The clock is ticking and there is now less than 8 weeks until the new super changes take effect. Some of the issues to be aware of include:
Making before-tax contributions
Right now the total amount you can contribute to your superannuation before tax, is capped at:
- $35,000 per year if you are aged 50 or over.
- $30,000 per year if you are aged under 50.
The cap will reduce to $25,000 per financial year from 1 July 2017, regardless of age.
So now might be a great opportunity to take advantage of the current higher cap to boost your super.
There will be additional flexibility from 1 July 2018 if you have less than $500,000 in total superannuation which will allow you to carry forward your unused before-tax (concessional) contributions for up to five years.
Making after-tax contributions
Take advantage of the current higher after-tax contributions cap to boost your super before it changes.
From 1 July 2017, the cap on after-tax contributions will reduce to $100,000 per financial year. It’s currently $180,000 for those under 65 years. From 1 July you will also only be able to make after-tax (non-concessional) contributions if your total super balance is less than $1.6 million.
If you have spare cash on hand, whether an inheritance, dividend payments, a bonus or even just change after bills, you might consider contributing this to your superannuation sooner rather than later.
And, if you are aged under 65, you can bring forward up to three years of after-tax contributions, allowing you to invest up to $540,000 in one go. This cap will change to $300,000 from 1 July this year.

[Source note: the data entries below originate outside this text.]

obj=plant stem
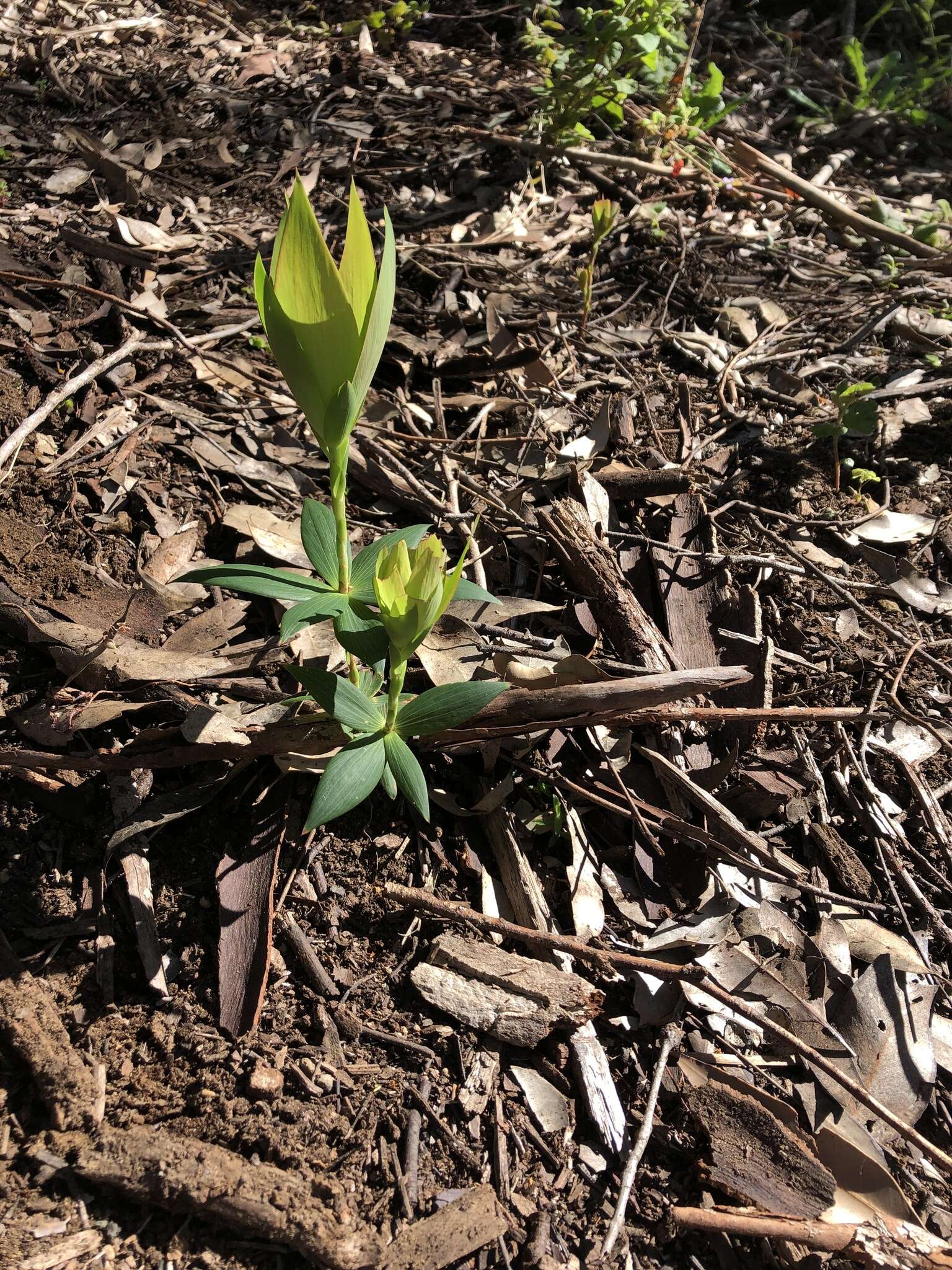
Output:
[327,450,359,686]
[383,644,406,732]
[330,457,350,596]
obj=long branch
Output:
[383,881,952,1173]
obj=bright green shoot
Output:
[814,382,879,493]
[182,179,506,829]
[292,535,508,829]
[578,198,620,335]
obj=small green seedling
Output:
[849,468,879,503]
[292,535,509,829]
[578,198,619,335]
[814,381,879,493]
[180,180,508,829]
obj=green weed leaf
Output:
[334,596,387,665]
[281,590,346,644]
[175,564,330,600]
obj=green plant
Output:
[340,0,430,48]
[641,62,743,142]
[578,198,620,335]
[843,458,879,503]
[183,179,506,828]
[814,381,879,492]
[523,0,689,140]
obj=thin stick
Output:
[383,881,952,1173]
[601,1024,684,1258]
[0,335,173,479]
[736,140,943,259]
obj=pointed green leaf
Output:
[305,733,387,830]
[268,178,366,401]
[174,564,328,600]
[281,590,346,644]
[288,665,383,732]
[334,596,387,665]
[255,252,268,335]
[396,680,509,737]
[350,525,429,605]
[301,498,339,587]
[340,180,377,339]
[451,578,496,605]
[324,380,363,457]
[383,732,430,820]
[353,208,396,411]
[356,670,383,697]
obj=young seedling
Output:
[578,198,619,335]
[289,535,509,829]
[183,178,486,683]
[814,381,879,493]
[183,180,508,828]
[843,458,879,503]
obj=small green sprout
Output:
[814,381,879,493]
[578,198,620,335]
[849,468,879,503]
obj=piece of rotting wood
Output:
[381,1184,509,1270]
[0,935,104,1129]
[46,1126,382,1270]
[539,498,678,670]
[410,935,604,1049]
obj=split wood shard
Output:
[46,1126,383,1270]
[410,935,604,1049]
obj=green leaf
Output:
[383,732,430,820]
[340,179,377,339]
[813,420,847,441]
[840,399,879,437]
[281,590,346,644]
[451,578,496,605]
[263,278,327,441]
[175,564,330,600]
[324,380,363,457]
[334,596,387,665]
[350,525,429,605]
[288,665,383,732]
[348,207,396,413]
[832,380,876,405]
[396,680,509,737]
[255,252,268,335]
[301,498,339,587]
[268,177,360,401]
[305,733,387,830]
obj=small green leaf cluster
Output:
[182,179,508,829]
[578,198,620,334]
[813,380,879,491]
[523,0,689,140]
[523,0,740,151]
[340,0,430,48]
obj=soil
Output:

Consider making an after-tax contribution before the cap changes and boost your superannuation
Transition-to-Retirement (TTR) pension
If you’re currently invested in a TTR pension, from 1 July 2017, the earnings from this pension will be taxed at up to 15% pa (compared to its current tax-free status).
It is important to consider whether a TTR pension will still be viable for you going forward.
Transfer balance cap
From 1 July 2017, the maximum amount you can have invested in the retirement phase will be $1.6 million. If you’ve already retired and your balance exceeds this cap then you will be required to either:
- Move the excess back to the accumulation phase or
- Withdraw the amount as a lump sum by 1 July 2017 or have a tax penalty applied.
If your balance exceeds the cap by $100,000 or less, you will have until 31 December to reduce the balance below $1.6 million.
There are special rules for those receiving defined benefit pensions / market linked pensions in terms of how they are assessed for transfer balance cap purposes.
Capital gains tax relief (CGT)
Generous capital gains tax relief may be available if you have to transfer assets from pension phase to accumulation. This includes retirees with more than $1.6 million in pension phase, as well as those receiving a TTR pension.
The CGT provisions are complex and every situation needs to be assessed on a case by case basis.